Anterior or subtotal perforations independent of the underlying pathology.

Limitations

Sufficient anterior support is achieved through a cartilage bending spring with a thickness of somewhat more than 0.1 mm exerting its medial pressure to a cartilage graft of the eardrum, which is usually not thicker than 0.3 mm. Either an excessively thick eardrum cartilage or an overly thin cartilage strut (≤ 0.1 mm) bears the risk of loss of support and medialisation. On the other hand, an increased thickness of the strut graft leads to an increased rigidity, with loss of the U-shape, strut displacement and resulting lateralisation of the reconstructed eardrum. Reasonably, in such cases, increased tension of the tympanic membrane or a recurrent perforation could lead to conductive hearing loss. Experience in otologic surgery as well as the use of special cartilage knives for cutting slices of cartilage with a predefined thickness are essential for the described technique.

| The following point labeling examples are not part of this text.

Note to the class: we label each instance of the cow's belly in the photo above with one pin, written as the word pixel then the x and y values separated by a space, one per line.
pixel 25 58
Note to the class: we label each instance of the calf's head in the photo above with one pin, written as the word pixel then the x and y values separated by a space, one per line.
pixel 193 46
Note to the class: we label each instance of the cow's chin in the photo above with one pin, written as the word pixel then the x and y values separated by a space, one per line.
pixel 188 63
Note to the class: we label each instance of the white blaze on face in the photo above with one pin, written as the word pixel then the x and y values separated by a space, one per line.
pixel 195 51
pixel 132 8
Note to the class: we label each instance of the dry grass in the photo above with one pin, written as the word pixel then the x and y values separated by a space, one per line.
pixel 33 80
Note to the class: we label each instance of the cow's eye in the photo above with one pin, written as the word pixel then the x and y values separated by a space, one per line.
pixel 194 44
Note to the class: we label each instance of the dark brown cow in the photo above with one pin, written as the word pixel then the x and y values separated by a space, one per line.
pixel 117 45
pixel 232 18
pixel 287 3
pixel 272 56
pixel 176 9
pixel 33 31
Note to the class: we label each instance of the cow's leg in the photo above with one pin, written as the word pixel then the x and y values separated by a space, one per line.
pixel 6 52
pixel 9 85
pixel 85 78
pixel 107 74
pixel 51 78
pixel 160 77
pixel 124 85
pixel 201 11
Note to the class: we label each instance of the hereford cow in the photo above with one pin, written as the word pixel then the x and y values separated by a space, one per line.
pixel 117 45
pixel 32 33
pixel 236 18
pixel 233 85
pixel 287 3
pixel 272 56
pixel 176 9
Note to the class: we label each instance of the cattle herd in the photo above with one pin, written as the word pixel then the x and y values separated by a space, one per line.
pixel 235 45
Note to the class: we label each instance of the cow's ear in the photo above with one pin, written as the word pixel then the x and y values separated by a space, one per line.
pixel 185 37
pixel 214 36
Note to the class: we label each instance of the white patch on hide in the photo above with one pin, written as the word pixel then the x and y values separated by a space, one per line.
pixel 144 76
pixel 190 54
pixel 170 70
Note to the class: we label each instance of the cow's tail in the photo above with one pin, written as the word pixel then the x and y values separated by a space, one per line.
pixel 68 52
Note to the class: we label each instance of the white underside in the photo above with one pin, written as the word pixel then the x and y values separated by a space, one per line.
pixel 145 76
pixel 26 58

How to avoid complications

The exact measurement and preparation of the U-shaped cartilage strut are of major importance. Increasing experience in otologic surgery, strict adherence to the recommended dimensions (especially the thickness) of the strut as well as proper positioning so far anteriorly that it reaches the bony anterior wall of the middle ear and the tympanic sulcus are crucial for avoiding displacement. With increasing experience, the surgeon is able to identify intraoperatively whether the strut will remain in situ or become displaced in the course of time.

Key points

  1. 1.

    The reconstruction of anterior or subtotal tympanic perforations is critical due to inadequate anterior graft support.

  2. 2.

    This contribution suggests using a cartilaginous bending spring to prevent tympanic membrane graft medialisation.

  3. 3.

    After graft reconstruction of the TM, a further piece of cartilage is trimmed to a slice with a thickness > 0.1 mm using a cartilage knife.

  4. 4.

    This cartilage slice is cut into a rectangular shape (length 6 mm, breadth 2 mm) with a No. 15 scalpel.

  5. 5.

    The resulting cartilage strut is placed between the tympanic membrane and the promontory, forming a U-shaped bending spring (with its opening facing superior posterior) in the anterior-inferior part of the middle ear cleft.

  6. 6.

    If needed, two separate cartilage struts can be used as U-shaped bending springs.

  7. 7.

    The cartilaginous bending spring should remain in contact with the cartilaginous graft and reach the bone of the anterior wall of the middle ear and the tympanic sulcus.

  8. 8.

    The exact measurement and preparation of the cartilage strut is of major importance.

  9. 9.

    Increased thickness of the strut leads to increased rigidity, with loss of the U-shape and a risk of displacement.

  10. 10.

    A diminished thickness of the cartilage strut would lead to an unsatisfactory support of the tympanic graft.